Hi Michael, 

If you are doing amplicon metagenomics, then in my opinion, there is no minimum amount of DNA, you just want to amplify the DNA. The recommend amount by earth microbiome project is 5ng and I think it's the same in Illumina protocol. However, I have amplified DNA that was 2ng/ul and it went fine. In case you were asking about the amount of DNA after indexing and normalization but before denaturation is 4nM. Illumina suggests to start your first run using a 4 pM loading concentration and adjust subsequent runs appropriately.

Please let me know if you have other questions

Good luck,

Ahmed

Source:

http://web.uri.edu/gsc/files/16s-metagenomic-library-prep-guide-15044223-b.pdf

Hi Ahmed, thank you for the response. I intend doing the shot gun if  i have enough bacterial DNA. However, if not then i try the amplicon method. 

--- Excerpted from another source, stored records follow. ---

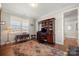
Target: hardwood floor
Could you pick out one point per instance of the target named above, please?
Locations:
(6, 50)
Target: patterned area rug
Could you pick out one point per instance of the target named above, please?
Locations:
(33, 48)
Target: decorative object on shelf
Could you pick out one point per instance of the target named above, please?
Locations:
(2, 22)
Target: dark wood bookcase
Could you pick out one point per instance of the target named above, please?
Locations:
(49, 24)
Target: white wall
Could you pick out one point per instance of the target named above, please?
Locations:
(6, 17)
(59, 30)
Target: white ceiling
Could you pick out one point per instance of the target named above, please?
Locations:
(26, 10)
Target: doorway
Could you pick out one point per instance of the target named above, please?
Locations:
(71, 28)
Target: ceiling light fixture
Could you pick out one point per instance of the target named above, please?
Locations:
(34, 4)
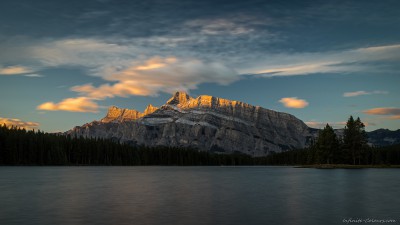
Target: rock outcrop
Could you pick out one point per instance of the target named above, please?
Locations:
(206, 123)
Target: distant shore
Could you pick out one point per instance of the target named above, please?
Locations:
(345, 166)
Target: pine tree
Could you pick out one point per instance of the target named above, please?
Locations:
(355, 140)
(327, 145)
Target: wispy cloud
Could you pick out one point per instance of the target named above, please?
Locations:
(390, 112)
(359, 93)
(348, 61)
(293, 102)
(33, 75)
(14, 70)
(158, 75)
(19, 123)
(220, 26)
(80, 104)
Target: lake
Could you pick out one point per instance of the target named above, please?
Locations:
(198, 195)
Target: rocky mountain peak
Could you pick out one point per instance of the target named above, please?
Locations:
(149, 109)
(179, 97)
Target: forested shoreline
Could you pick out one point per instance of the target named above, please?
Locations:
(21, 147)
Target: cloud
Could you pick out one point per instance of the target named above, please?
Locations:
(393, 113)
(158, 75)
(220, 26)
(293, 102)
(80, 104)
(33, 75)
(19, 123)
(359, 93)
(14, 70)
(348, 61)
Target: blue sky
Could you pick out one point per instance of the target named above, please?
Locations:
(62, 63)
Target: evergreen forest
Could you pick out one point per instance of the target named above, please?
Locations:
(28, 147)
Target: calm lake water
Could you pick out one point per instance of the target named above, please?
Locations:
(197, 195)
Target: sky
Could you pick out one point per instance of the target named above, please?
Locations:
(63, 63)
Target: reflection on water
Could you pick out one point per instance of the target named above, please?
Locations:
(195, 195)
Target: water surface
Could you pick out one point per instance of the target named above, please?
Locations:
(196, 195)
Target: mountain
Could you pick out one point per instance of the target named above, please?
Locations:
(206, 123)
(383, 137)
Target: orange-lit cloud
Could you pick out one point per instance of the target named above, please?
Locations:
(392, 113)
(18, 123)
(14, 70)
(158, 74)
(359, 93)
(293, 102)
(80, 104)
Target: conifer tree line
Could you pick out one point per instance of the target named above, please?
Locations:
(352, 148)
(21, 147)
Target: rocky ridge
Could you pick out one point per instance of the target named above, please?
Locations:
(206, 123)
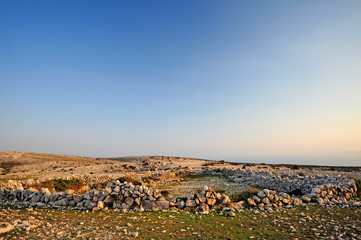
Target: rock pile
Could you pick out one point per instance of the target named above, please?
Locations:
(202, 202)
(270, 198)
(116, 195)
(321, 189)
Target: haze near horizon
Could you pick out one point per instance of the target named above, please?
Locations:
(275, 82)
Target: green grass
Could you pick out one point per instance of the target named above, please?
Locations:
(169, 225)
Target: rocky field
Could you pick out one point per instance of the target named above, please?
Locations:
(45, 196)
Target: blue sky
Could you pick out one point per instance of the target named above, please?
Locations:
(238, 80)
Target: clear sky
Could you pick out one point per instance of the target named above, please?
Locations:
(265, 81)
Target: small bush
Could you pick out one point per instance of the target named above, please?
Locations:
(221, 191)
(137, 183)
(358, 185)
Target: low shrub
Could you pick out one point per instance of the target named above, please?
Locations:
(164, 193)
(358, 185)
(221, 191)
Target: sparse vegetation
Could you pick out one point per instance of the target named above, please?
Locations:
(248, 193)
(60, 185)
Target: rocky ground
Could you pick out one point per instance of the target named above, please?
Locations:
(335, 213)
(310, 222)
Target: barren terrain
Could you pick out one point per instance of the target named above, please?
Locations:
(176, 178)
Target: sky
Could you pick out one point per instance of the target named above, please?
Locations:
(251, 81)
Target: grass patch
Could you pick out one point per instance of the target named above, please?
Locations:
(248, 193)
(60, 185)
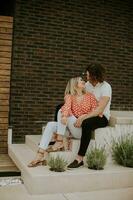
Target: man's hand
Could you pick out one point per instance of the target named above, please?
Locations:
(64, 120)
(79, 121)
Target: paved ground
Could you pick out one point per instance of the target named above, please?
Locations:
(19, 192)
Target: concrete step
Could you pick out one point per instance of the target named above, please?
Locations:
(21, 193)
(41, 180)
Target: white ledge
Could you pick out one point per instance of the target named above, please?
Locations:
(121, 117)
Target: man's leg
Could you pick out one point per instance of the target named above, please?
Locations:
(88, 126)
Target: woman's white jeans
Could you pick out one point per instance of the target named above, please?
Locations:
(59, 128)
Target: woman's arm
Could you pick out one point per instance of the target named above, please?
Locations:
(66, 109)
(99, 109)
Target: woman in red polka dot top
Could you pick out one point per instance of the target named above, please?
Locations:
(78, 103)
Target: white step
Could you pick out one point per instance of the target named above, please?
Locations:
(41, 180)
(20, 193)
(103, 137)
(33, 140)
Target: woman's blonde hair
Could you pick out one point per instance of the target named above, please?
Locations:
(71, 87)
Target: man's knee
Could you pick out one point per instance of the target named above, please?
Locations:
(87, 123)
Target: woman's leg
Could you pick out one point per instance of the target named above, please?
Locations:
(75, 132)
(61, 129)
(41, 155)
(50, 129)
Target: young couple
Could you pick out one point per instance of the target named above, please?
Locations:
(86, 108)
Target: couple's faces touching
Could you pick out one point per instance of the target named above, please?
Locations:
(81, 83)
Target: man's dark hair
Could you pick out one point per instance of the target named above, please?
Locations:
(96, 72)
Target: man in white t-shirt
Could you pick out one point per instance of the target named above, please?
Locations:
(100, 116)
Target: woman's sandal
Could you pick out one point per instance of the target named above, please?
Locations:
(38, 162)
(60, 148)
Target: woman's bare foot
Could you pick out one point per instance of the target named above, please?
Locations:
(40, 159)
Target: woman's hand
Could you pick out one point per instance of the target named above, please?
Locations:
(79, 121)
(64, 120)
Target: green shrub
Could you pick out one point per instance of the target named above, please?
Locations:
(96, 158)
(122, 150)
(57, 164)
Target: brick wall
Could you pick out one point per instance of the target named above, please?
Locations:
(55, 40)
(6, 24)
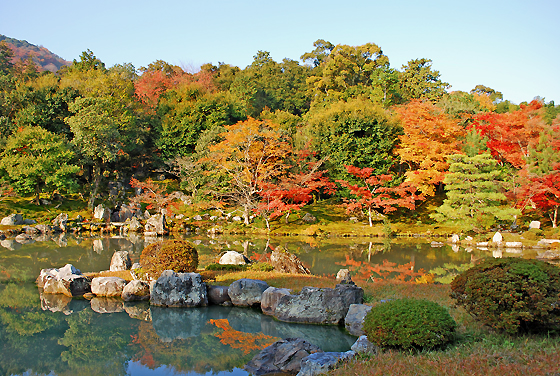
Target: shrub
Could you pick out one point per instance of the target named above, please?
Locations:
(177, 255)
(510, 294)
(409, 324)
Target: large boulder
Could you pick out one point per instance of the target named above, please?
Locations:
(282, 356)
(286, 262)
(270, 298)
(12, 220)
(247, 292)
(218, 295)
(233, 258)
(136, 290)
(108, 286)
(156, 224)
(179, 290)
(120, 261)
(354, 320)
(321, 363)
(315, 305)
(67, 280)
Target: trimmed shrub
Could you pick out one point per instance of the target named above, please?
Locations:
(510, 294)
(177, 255)
(409, 324)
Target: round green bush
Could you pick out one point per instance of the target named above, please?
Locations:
(510, 294)
(177, 255)
(409, 324)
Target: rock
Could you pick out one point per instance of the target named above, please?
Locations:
(318, 305)
(321, 363)
(156, 223)
(108, 286)
(343, 276)
(134, 225)
(535, 224)
(102, 213)
(106, 305)
(364, 346)
(285, 262)
(179, 290)
(44, 229)
(136, 290)
(309, 218)
(270, 298)
(218, 295)
(514, 245)
(67, 280)
(246, 292)
(120, 261)
(282, 356)
(233, 258)
(12, 220)
(354, 319)
(497, 238)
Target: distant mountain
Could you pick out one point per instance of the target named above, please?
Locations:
(45, 59)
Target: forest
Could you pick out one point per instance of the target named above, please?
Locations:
(275, 136)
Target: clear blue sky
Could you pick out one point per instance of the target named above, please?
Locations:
(512, 46)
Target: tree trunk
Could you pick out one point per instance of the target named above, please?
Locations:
(95, 188)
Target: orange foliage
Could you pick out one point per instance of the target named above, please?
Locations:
(246, 342)
(430, 136)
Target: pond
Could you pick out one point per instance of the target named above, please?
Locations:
(56, 335)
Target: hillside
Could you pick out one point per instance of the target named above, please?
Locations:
(44, 58)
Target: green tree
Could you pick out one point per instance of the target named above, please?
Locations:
(474, 194)
(418, 81)
(36, 160)
(357, 133)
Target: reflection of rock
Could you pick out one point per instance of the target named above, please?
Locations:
(136, 290)
(102, 304)
(55, 303)
(354, 319)
(218, 295)
(321, 363)
(286, 262)
(270, 298)
(233, 258)
(67, 280)
(108, 286)
(177, 323)
(178, 290)
(120, 261)
(282, 356)
(246, 292)
(318, 305)
(139, 311)
(24, 239)
(11, 244)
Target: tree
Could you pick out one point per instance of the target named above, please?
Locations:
(418, 81)
(36, 160)
(512, 134)
(357, 133)
(430, 136)
(373, 193)
(252, 153)
(474, 192)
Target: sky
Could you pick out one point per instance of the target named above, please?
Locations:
(511, 46)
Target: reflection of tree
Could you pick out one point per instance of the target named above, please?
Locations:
(363, 271)
(97, 343)
(246, 342)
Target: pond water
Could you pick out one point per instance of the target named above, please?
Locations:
(56, 335)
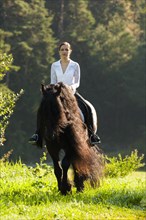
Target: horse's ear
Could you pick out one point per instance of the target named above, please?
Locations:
(43, 88)
(57, 88)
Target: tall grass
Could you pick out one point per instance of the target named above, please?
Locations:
(30, 193)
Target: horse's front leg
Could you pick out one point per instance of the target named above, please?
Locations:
(66, 186)
(58, 172)
(79, 181)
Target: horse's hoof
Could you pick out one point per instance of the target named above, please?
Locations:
(66, 189)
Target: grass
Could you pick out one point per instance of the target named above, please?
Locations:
(31, 194)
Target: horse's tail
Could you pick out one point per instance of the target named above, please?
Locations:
(87, 160)
(89, 163)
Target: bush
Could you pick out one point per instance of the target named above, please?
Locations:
(118, 166)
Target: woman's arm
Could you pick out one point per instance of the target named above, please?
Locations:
(53, 75)
(77, 78)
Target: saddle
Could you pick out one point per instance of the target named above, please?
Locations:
(87, 113)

I would consider the question you are asking here. If you are interested in abundance, then amplification may not be the best way to go due to the attributed bias. In which case I would consider a library preparation in which you can reduce or remove PCR as much as possible e.g. KAPA hyper prep. For this you would need at least 250ng total, usually easily achieved in tissue sections. If you are not concerned about abundance and your yield is low, 1 ng is recommended for Nextera, although I have managed with 0.5 ng input.